Put away your pom-poms and start to shout

五月 28, 2004

It is time for academics to make a stand on the political stage and show where their loyalties lie, says Bob Brecher.

The question of where academics' political loyalties should lie is becoming increasingly urgent - and contested - as the War on Terror continues unabated. How long will it be before Daniel Pipes' Campus Watch (David Newman, Soapbox, April 30) spawns a new Labour version in Britain? Remember the diktats that were sent out in certain UK universities about open criticism of the invasion of Iraq. And recall that many universities are insisting on a clause in contracts that makes it a disciplinary offence to "bring the university into disrepute". The question is an old one and - according to some - an intractable one. But that doesn't mean we can ignore it. To refuse political engagement, or to advocate some spurious "neutrality", is not an option. As academics, we have an unavoidably political function, and commitment to such neutrality is no less a political action than is overt engagement.

But what are the political values that should command our loyalty as academics? Should they be something like "free expression", "the right...

to engage in (our) normal activities without fear that the stating of (our) political positions will jeopardise (our) professional future" (Newman)? Some argue for a more substantive position: "It's time to start a campaign for real dissent" since "universities ought to be the home of scepticism" if we are "to contest the fundamentalist threat" (Stuart Sim, Soapbox, February ).

Others, of course, consider that we ought to be pursuing the opposite course: it's "the positive value of patriotic loyalty in democracies" that should be our guide (David Marsland, Letters, April 30). On that basis, our task is not to criticise such democracies' shortcomings, but to act as cheerleaders for Bush, Blair and Sharon.

So what should we be doing? The sort of "active steps" (Newman) you take - whether to support those colleagues in the US and Israel who are being subjected to the new McCarthyism, for instance, or to help silence them; whether to support or criticise Marsland's and others' fundamentalist "patriotic loyalty" - will depend on your politics.
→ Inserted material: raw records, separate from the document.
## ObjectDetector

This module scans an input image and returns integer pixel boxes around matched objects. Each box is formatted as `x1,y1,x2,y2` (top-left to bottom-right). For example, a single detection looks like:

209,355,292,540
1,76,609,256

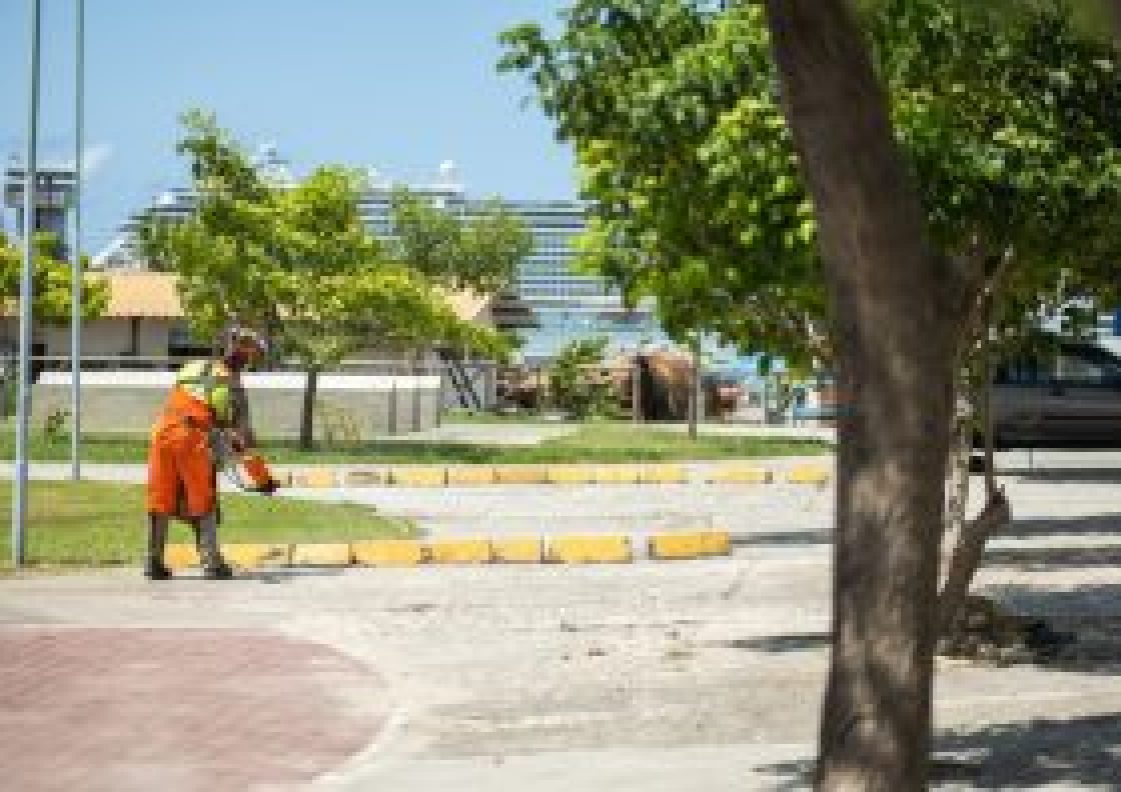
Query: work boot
143,514,172,580
203,561,233,580
192,512,233,580
143,558,172,580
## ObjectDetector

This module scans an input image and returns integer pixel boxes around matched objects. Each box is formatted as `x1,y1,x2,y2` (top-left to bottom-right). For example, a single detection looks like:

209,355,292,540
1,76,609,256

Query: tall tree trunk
299,366,319,451
767,0,957,792
938,369,973,580
688,333,704,440
938,329,1012,635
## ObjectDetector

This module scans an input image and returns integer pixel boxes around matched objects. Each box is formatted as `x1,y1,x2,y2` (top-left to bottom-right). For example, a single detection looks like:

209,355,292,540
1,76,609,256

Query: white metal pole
71,0,85,482
11,0,41,567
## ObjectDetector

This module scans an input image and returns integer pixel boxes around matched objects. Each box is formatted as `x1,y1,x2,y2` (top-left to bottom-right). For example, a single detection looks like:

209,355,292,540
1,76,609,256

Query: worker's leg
143,431,178,580
192,512,233,580
143,514,172,580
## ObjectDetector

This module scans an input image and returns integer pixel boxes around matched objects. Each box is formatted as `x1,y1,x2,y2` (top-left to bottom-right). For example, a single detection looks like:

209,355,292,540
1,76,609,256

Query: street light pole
71,0,85,482
11,0,41,567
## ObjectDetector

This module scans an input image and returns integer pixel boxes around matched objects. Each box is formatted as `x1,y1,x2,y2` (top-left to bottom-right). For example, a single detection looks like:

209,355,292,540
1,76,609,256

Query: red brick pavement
0,626,385,792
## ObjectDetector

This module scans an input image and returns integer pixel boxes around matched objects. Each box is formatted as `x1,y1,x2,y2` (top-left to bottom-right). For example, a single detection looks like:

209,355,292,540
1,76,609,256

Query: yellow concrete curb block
595,465,638,484
291,470,339,490
545,465,595,484
638,465,689,484
708,467,775,484
390,467,447,487
222,544,291,569
650,531,732,559
491,537,545,563
350,539,428,567
164,544,198,569
494,465,548,484
786,465,831,485
546,535,634,563
291,542,353,567
447,465,494,487
343,470,389,487
425,539,493,563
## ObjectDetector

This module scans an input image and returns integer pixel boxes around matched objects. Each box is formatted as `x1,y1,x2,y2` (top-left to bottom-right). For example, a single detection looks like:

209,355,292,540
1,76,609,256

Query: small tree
0,231,109,325
142,111,503,448
549,338,612,418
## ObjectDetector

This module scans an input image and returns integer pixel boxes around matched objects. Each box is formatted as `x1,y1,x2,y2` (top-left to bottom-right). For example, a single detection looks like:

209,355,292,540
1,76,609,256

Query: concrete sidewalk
0,544,1121,792
0,450,1121,792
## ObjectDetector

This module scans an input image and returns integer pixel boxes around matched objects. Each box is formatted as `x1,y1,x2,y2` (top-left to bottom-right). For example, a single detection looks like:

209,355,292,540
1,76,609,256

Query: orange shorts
148,423,217,518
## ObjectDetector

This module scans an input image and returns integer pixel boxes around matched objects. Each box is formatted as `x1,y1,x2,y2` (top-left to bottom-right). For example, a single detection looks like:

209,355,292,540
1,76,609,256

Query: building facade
94,152,666,363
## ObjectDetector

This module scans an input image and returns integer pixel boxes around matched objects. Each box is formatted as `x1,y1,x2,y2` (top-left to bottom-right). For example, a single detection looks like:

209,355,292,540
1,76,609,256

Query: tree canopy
501,0,1121,357
142,111,513,370
0,232,109,325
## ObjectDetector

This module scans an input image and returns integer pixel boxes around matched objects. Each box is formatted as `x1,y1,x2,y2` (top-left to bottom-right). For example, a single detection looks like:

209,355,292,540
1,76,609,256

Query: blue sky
0,0,575,252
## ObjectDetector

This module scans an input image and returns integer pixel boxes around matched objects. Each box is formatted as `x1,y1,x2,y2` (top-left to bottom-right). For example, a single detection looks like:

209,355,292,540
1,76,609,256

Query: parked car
992,341,1121,448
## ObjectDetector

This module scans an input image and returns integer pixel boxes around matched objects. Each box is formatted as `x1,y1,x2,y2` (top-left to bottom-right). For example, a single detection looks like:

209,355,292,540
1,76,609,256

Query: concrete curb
281,464,833,490
165,531,732,569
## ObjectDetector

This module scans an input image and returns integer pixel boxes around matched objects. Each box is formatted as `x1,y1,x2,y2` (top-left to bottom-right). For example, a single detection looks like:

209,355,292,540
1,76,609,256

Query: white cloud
44,143,113,179
82,143,113,178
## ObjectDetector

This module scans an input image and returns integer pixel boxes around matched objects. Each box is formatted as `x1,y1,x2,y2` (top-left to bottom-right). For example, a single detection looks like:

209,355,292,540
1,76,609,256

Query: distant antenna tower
253,141,295,187
436,159,462,189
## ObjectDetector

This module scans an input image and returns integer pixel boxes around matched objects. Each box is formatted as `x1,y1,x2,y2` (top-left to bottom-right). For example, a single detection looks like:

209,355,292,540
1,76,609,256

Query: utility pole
11,0,41,567
71,0,85,482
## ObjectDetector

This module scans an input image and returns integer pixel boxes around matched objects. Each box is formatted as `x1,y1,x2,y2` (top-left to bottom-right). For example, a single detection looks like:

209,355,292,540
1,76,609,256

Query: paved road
0,455,1121,792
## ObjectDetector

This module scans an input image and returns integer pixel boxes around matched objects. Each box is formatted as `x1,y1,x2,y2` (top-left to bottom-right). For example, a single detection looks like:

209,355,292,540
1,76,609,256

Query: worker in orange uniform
145,328,277,580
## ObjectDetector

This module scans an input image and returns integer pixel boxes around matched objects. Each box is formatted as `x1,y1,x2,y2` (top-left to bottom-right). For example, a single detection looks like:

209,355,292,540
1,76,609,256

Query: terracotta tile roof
105,272,183,319
97,271,491,322
444,291,491,323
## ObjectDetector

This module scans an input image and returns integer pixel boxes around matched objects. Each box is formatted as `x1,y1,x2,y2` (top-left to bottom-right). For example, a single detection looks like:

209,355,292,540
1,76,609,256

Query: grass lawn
0,482,415,566
0,422,832,465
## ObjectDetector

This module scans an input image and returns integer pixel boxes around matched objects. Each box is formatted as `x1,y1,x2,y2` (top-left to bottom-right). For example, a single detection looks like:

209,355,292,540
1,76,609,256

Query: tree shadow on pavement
985,584,1121,676
934,715,1121,790
999,515,1121,539
998,467,1121,484
760,715,1121,792
732,531,832,548
706,633,833,654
Keeping quiet is already to engage on the side of those in power. That's an option for those persuaded that it's the values of those in power that are broadly right; and if you can't really be bothered to do anything actively, then your silence will serve the status quo well enough. But how should those of us not persuaded by neo-liberal Christian fundamentalism respond to the pressure to conform? What form might a "campaign for real dissent" take? I'm sure I'm not alone in having no ready-made answers; but then, that's not the point.

The scepticism Sim advocates doesn't demand inertia, but rather a readiness to question the convictions on which our actions are based. So, for instance, shouldn't academics be refusing to go to conferences in America when the US government bars colleagues from Cuba, Iran and North Korea because that's where they're from? Shouldn't we be boycotting those journals and publishers whose editors and owners decline to publicly dissociate themselves from the US government's decision to make it a punishable offence - on pain of a heavy fine - to edit, let alone publish, the work of these academics on the grounds that they're Cuban, Iranian or North Korean? I think there are good reasons why we should, and that we should say so, loudly, not least because we need to "start at home" if we're to be taken seriously on anything at all by the public (Ruth Morse, Professional, April 23). And if you disagree, whether on principle or because you think it would just be counterproductive, shouldn't we be having a debate about the issue in our universities and on the wider public stage?

Bob Brecher is reader in moral philosophy, Brighton University.